In further implementations, configuration items of a plurality of clients are monitored to determine compliance with one or more policies. When a deviation is detected in one or more configuration items, a change is made to the one or more configuration items automatically and without user intervention such that a respective client complies with a respective policy.
This Summary is provided to introduce a selection of concepts in a simplified form that are further described below in the Detailed Description. This Summary is not intended to identify key features or essential features of the claimed subject matter, nor is it intended to be used as an aid in determining the scope of the claimed subject matter.
The detailed description is described with reference to the accompanying figures. In the figures, the left-most digit(s) of a reference number identifies the figure in which the reference number first appears. The use of the same reference numbers in different instances in the description and the figures may indicate similar or identical items.

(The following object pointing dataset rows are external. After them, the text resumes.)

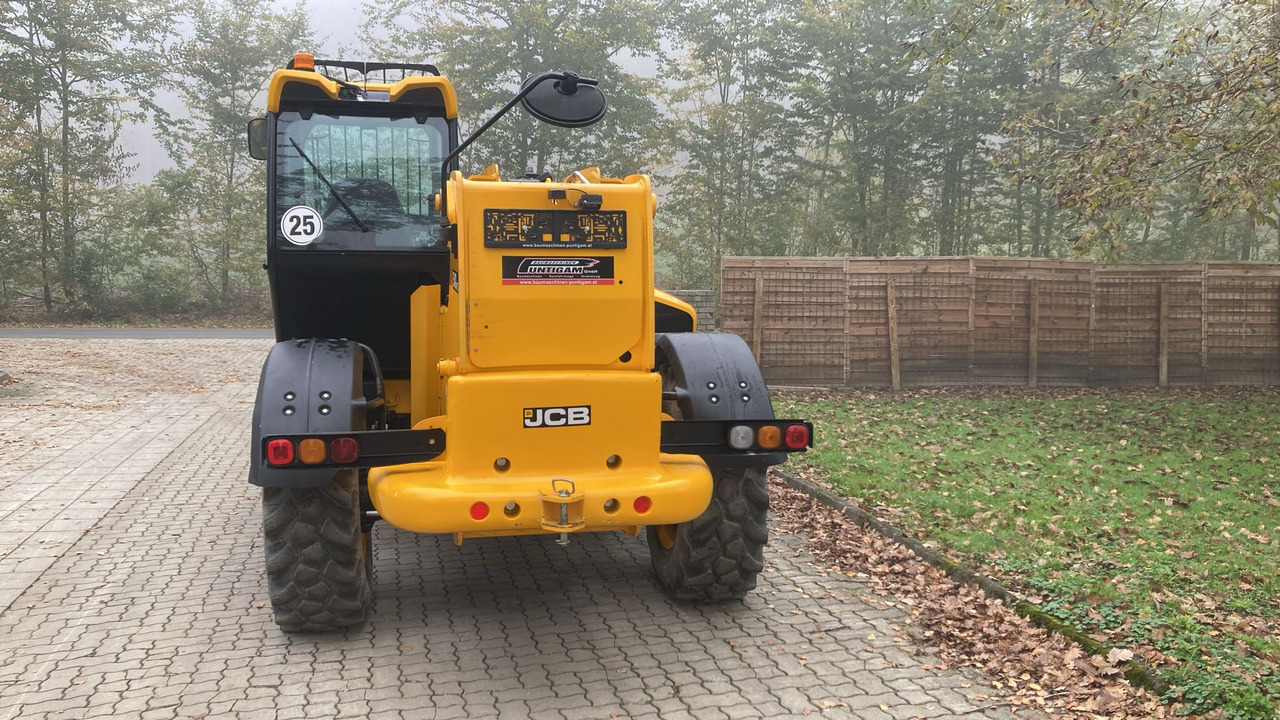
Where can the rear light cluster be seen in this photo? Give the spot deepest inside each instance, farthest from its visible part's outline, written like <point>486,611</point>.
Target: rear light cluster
<point>792,436</point>
<point>312,451</point>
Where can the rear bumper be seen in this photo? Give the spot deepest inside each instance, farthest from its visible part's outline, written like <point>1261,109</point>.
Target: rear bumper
<point>425,499</point>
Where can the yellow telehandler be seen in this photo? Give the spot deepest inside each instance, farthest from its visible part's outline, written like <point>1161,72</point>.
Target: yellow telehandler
<point>481,356</point>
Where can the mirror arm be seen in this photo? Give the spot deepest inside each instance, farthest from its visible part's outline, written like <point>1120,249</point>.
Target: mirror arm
<point>529,87</point>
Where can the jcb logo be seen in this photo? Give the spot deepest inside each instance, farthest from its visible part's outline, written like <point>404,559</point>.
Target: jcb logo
<point>557,417</point>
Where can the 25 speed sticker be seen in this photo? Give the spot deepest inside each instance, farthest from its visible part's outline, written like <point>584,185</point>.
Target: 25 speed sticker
<point>301,224</point>
<point>557,270</point>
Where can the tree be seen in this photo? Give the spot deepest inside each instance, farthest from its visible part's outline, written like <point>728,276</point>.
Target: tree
<point>71,65</point>
<point>736,153</point>
<point>1157,100</point>
<point>216,196</point>
<point>489,48</point>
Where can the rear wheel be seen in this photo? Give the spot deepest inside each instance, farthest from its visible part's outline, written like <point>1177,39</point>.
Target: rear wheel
<point>717,555</point>
<point>318,561</point>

Users have access to a variety of computers having a wide range of configurations. For example, computers may be targeted towards different functionality and therefore employ different hardware, software and/or network capabilities. Because of this, however, management of the computers continues to increase in complexity. Traditional techniques that were available to manage these computers, however, did not address the different configurations that are employed by the computers. Therefore, the administrator was often prevented from dealing with issues on an overall compliance basis.
Techniques are described, in which, a policy is defined using a plurality of configuration items. For example, an administrator of an enterprise system may be confronted with a variety of computer configurations that are particular to various aspects of a corresponding business, such as sales, human resources, software developers, and so on. Each of the configurations may have one or more configurations items that are different, such as different amounts of network access permitted, access to particular applications, and so on. Accordingly, the administrator may identify configuration items (e.g., software, hardware and/or network resources and settings) that are particular to these various groups and define policies accordingly that may maintain the “health” (e.g., desired functionality) of the computers. In this way, the administrator may use “rich” definitions to manage functionality of devices within a network, further discussion of which may be found in relation to the following figures.

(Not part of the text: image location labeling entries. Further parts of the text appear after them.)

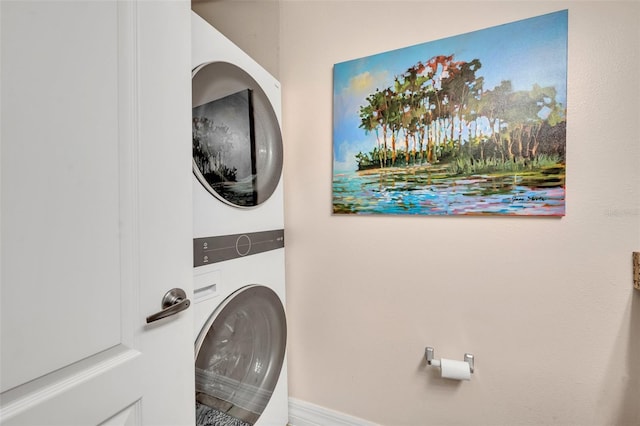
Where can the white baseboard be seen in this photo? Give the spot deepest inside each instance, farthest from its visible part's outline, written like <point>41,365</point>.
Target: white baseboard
<point>302,413</point>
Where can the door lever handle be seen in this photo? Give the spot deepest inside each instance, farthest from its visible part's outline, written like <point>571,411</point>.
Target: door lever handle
<point>174,301</point>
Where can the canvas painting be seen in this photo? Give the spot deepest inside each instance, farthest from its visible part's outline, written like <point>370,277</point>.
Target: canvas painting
<point>473,124</point>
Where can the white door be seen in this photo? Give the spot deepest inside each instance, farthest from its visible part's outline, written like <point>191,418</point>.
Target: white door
<point>95,212</point>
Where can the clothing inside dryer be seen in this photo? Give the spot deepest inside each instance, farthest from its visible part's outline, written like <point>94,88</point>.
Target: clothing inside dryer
<point>239,356</point>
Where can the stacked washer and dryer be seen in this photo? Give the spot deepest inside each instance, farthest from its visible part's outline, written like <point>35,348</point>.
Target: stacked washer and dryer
<point>239,291</point>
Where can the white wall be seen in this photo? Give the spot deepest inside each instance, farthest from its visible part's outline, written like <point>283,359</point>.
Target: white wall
<point>546,305</point>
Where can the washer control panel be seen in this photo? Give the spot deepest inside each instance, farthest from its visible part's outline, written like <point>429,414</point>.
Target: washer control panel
<point>209,250</point>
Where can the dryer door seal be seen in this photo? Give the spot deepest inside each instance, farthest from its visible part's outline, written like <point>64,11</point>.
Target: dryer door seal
<point>239,355</point>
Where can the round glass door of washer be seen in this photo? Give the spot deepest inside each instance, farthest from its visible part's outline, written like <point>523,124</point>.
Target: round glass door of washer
<point>239,355</point>
<point>237,143</point>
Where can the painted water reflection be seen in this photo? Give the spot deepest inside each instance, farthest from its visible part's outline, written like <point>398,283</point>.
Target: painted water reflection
<point>411,193</point>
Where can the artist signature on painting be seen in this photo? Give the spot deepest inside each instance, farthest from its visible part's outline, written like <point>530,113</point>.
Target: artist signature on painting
<point>517,199</point>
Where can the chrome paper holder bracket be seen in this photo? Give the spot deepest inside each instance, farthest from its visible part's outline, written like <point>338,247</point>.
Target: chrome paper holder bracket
<point>429,355</point>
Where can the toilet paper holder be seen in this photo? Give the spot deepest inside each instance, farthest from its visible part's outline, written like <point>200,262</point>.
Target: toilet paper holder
<point>429,355</point>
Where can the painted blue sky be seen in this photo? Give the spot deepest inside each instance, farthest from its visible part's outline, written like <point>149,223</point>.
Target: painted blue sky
<point>525,52</point>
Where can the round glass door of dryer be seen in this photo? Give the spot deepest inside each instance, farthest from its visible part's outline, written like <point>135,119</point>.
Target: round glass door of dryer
<point>237,143</point>
<point>239,356</point>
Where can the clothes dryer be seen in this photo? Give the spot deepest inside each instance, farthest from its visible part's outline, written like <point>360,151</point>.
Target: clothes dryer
<point>239,284</point>
<point>237,142</point>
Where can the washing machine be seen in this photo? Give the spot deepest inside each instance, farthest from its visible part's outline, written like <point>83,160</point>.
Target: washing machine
<point>238,240</point>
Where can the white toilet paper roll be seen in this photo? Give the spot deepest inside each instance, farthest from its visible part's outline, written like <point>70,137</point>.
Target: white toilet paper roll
<point>456,370</point>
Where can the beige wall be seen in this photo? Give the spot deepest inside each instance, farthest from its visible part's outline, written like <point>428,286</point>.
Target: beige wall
<point>253,25</point>
<point>546,305</point>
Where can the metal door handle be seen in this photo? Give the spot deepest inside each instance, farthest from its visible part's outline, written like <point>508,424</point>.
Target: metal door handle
<point>174,301</point>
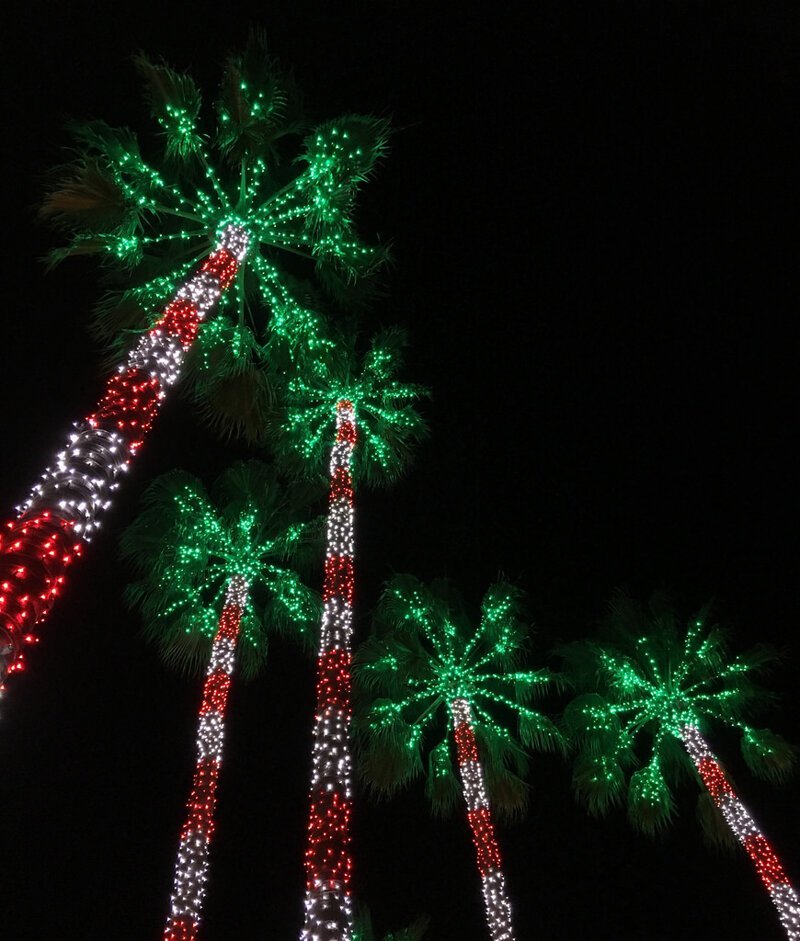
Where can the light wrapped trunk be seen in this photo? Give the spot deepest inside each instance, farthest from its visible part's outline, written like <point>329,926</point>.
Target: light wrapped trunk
<point>191,870</point>
<point>479,814</point>
<point>738,818</point>
<point>70,500</point>
<point>328,864</point>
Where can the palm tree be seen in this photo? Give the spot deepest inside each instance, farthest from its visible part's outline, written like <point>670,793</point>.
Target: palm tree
<point>657,692</point>
<point>214,571</point>
<point>355,414</point>
<point>428,673</point>
<point>209,227</point>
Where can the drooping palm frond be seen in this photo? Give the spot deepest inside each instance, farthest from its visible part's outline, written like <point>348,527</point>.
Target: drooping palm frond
<point>388,425</point>
<point>423,656</point>
<point>254,163</point>
<point>188,544</point>
<point>649,686</point>
<point>363,929</point>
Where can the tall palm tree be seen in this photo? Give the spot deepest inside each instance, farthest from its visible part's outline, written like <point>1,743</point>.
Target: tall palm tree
<point>215,577</point>
<point>657,692</point>
<point>352,413</point>
<point>207,227</point>
<point>428,673</point>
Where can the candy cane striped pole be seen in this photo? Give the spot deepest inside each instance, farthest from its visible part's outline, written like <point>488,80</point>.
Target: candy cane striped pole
<point>328,863</point>
<point>72,496</point>
<point>738,818</point>
<point>479,814</point>
<point>191,870</point>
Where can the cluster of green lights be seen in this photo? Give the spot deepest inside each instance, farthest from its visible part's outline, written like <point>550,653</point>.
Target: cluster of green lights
<point>649,693</point>
<point>243,172</point>
<point>387,421</point>
<point>193,548</point>
<point>432,656</point>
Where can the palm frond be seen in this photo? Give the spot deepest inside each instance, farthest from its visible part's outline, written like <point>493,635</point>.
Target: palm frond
<point>174,101</point>
<point>441,784</point>
<point>767,754</point>
<point>651,805</point>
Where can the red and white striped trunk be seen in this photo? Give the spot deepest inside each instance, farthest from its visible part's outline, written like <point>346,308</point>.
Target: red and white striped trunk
<point>738,818</point>
<point>191,870</point>
<point>67,504</point>
<point>479,814</point>
<point>328,863</point>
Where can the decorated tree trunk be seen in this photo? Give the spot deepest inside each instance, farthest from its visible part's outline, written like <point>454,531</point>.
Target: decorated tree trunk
<point>479,814</point>
<point>192,866</point>
<point>737,817</point>
<point>328,865</point>
<point>68,503</point>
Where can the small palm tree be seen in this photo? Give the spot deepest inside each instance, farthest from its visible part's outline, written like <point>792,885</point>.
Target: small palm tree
<point>657,692</point>
<point>428,674</point>
<point>353,414</point>
<point>215,581</point>
<point>208,226</point>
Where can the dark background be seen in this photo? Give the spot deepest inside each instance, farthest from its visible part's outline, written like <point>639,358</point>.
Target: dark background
<point>594,211</point>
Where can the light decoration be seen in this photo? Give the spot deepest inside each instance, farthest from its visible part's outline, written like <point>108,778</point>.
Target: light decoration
<point>191,871</point>
<point>495,896</point>
<point>746,830</point>
<point>665,688</point>
<point>255,201</point>
<point>75,492</point>
<point>431,674</point>
<point>329,391</point>
<point>215,568</point>
<point>328,863</point>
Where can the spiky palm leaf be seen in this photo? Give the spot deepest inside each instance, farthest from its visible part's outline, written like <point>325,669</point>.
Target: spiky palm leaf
<point>654,682</point>
<point>259,166</point>
<point>188,544</point>
<point>388,425</point>
<point>425,655</point>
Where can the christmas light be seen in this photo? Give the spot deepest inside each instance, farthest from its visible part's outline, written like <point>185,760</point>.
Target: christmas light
<point>75,492</point>
<point>328,863</point>
<point>215,568</point>
<point>498,907</point>
<point>191,871</point>
<point>663,687</point>
<point>738,818</point>
<point>425,663</point>
<point>233,196</point>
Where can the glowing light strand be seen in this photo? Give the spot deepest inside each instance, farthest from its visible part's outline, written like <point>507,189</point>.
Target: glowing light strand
<point>65,508</point>
<point>738,818</point>
<point>498,907</point>
<point>328,863</point>
<point>191,870</point>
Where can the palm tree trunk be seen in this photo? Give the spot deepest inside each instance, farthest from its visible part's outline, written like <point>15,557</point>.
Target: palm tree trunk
<point>67,504</point>
<point>191,869</point>
<point>738,818</point>
<point>328,864</point>
<point>479,814</point>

In the following discussion, an exemplary environment is first described which is operable to employ techniques to define policies using a plurality of configuration items. Exemplary procedures are then described which may be employed in the exemplary environment, as well as in other environments.

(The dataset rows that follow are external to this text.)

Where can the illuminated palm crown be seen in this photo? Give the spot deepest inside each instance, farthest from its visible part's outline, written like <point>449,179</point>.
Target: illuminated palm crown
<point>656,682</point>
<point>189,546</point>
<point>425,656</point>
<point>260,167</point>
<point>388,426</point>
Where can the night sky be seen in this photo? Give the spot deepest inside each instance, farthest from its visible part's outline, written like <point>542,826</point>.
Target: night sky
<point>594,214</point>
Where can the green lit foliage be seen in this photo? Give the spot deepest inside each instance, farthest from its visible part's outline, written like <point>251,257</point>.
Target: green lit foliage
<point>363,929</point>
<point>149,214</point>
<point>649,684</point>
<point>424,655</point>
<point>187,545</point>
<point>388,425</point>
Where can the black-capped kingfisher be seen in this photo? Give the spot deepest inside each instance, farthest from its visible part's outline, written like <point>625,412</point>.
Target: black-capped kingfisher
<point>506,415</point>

The clients 104(n) may be configured in a variety of ways. For example, the client 104 may be configured as a computer that is capable of communicating over the network 106, such as a desktop computer, a mobile station, an entertainment appliance, a set-top box communicatively coupled to a display device, a wireless phone, a game console, and so forth. Thus, the clients 104(n) may range from full resource devices with substantial memory and processor resources (e.g., personal computers, game consoles) to a low-resource device with limited memory and/or processing resources (e.g., traditional set-top boxes, hand-held game consoles). Although illustrated as being implemented via computers, for purposes of the following discussion the clients 104(1)-104(N) may also relate to software that operates the computer.
Each of the clients 104(1)-104(N) is illustrated as having one or more configuration items 108(c), 108(i) (where “c” and “i” can be any integer from one to “C” and “I”, respectively) that impart the functionality made available by the client 104(1)-104(N) to respective users. For example, the configuration items 108(c), 108(i) may be representative of hardware functionality of the clients 104(1)-104(N), such as processors, memory (e.g., random access memory, hard disk drives), network connection devices, input devices (e.g., mouse, keyboard, microphone), output devices (e.g., speakers, monitors), and so on.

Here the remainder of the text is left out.